We are very fortunate in the Military, we get a wealth of personal development opportunities and for a little bit of extra work you can get civilian accredited qualifications, it just seems like a no brainer to me. I left school with minimal qualifications, so I suppose I felt I was making up for lost time in school where I didn’t apply myself fully and I recognised that although you are promised a fantastic career of 24 years, you never know what is around the corner.

So historically, once you’ve fired big guns in the Artillery and get out after 24 years what are you going to do? That is kind of old hat thinking because actually, the Artillery are one of the only regiments where we do everything ourselves. We have a fantastic opportunity to try different trades and rotate around various roles which makes you a more rounded soldier; more flexible when it comes to civilian life.
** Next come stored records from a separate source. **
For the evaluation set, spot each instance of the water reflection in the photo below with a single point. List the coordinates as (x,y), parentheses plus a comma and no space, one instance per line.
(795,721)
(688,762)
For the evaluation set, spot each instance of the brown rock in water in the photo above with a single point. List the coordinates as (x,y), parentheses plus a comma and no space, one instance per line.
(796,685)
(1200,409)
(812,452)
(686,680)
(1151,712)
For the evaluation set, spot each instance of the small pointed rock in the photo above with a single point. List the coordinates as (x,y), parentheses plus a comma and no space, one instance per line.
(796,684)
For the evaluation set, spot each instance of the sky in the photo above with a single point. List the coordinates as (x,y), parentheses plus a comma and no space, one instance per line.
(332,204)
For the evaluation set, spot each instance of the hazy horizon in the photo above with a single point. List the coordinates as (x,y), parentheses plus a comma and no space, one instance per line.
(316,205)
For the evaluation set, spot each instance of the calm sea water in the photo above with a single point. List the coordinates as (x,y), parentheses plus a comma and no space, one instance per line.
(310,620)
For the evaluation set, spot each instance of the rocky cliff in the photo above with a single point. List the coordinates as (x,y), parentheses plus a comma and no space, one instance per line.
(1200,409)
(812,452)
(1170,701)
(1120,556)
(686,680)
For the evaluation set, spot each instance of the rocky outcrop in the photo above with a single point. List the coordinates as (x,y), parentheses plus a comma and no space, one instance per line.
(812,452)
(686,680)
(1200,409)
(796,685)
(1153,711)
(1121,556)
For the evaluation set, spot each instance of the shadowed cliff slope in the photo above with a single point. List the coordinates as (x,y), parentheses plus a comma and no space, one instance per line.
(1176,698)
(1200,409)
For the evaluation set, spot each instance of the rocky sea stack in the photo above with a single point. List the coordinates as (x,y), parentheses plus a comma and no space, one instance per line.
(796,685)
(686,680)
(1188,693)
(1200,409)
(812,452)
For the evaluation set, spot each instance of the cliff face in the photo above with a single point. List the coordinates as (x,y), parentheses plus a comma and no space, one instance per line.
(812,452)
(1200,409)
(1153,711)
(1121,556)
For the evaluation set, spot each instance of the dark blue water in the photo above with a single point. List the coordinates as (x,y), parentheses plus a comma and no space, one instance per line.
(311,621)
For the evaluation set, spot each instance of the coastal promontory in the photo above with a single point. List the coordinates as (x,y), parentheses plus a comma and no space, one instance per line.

Do something that you want to do as opposed to something you think will be useful; a passion – and go from there.

Speaking of enjoyment and passion, let’s talk about powerboat racing…

I got invited to a corporate sponsorship day and was asked if I wanted to do the training. I did quite well, applied myself to the best of my ability, as we would in the Military and went into it with an element of humility, accepting the fact that I had never been on a boat before. I made sure that I absorbed all the information as I was taught and went from there really.

Even though powerboat racing is a hobby, you’re World Champion…

I am a full time employee but yes, I’m the current World Champion. So, powerboat racing is a passion; as powerboat racers we are semi-professionals. The overheads are so high as with any sort of motorsport; any racing income goes back into running the team.

What have you taken away from your time with the Military?

As Service personnel the Army’s values and standards run through your core and how you conduct yourself on a daily basis, so commitment, respect for others, integrity, loyalty, self-discipline: they will stay with me for life and are valuable life lessons and skills. They will carry you through. At the same time, there is a big wide world out there with lots to sink your teeth into so don’t assume that if you didn’t have the best career in the Army that there are no opportunities outside and conversely if you had an amazing Army career, don’t assume that it is going to fall into your lap.

What are you doing now?

I’ve worked within defence since leaving the Military and I’ve managed to secure a role with a global leader in security and defence. I’m a systems engineering training consultant with Thales and joined the company as they have such a vast portfolio of interesting products and services. I thought it would satisfy my inherent curiosity and give me a fantastic opportunity to get involved in lots of different projects, not just one specialist area.

And has it?

Yeah, absolutely. It is a fantastic role; Thales is a great company to work for and I’m very thankful to work in such a great team.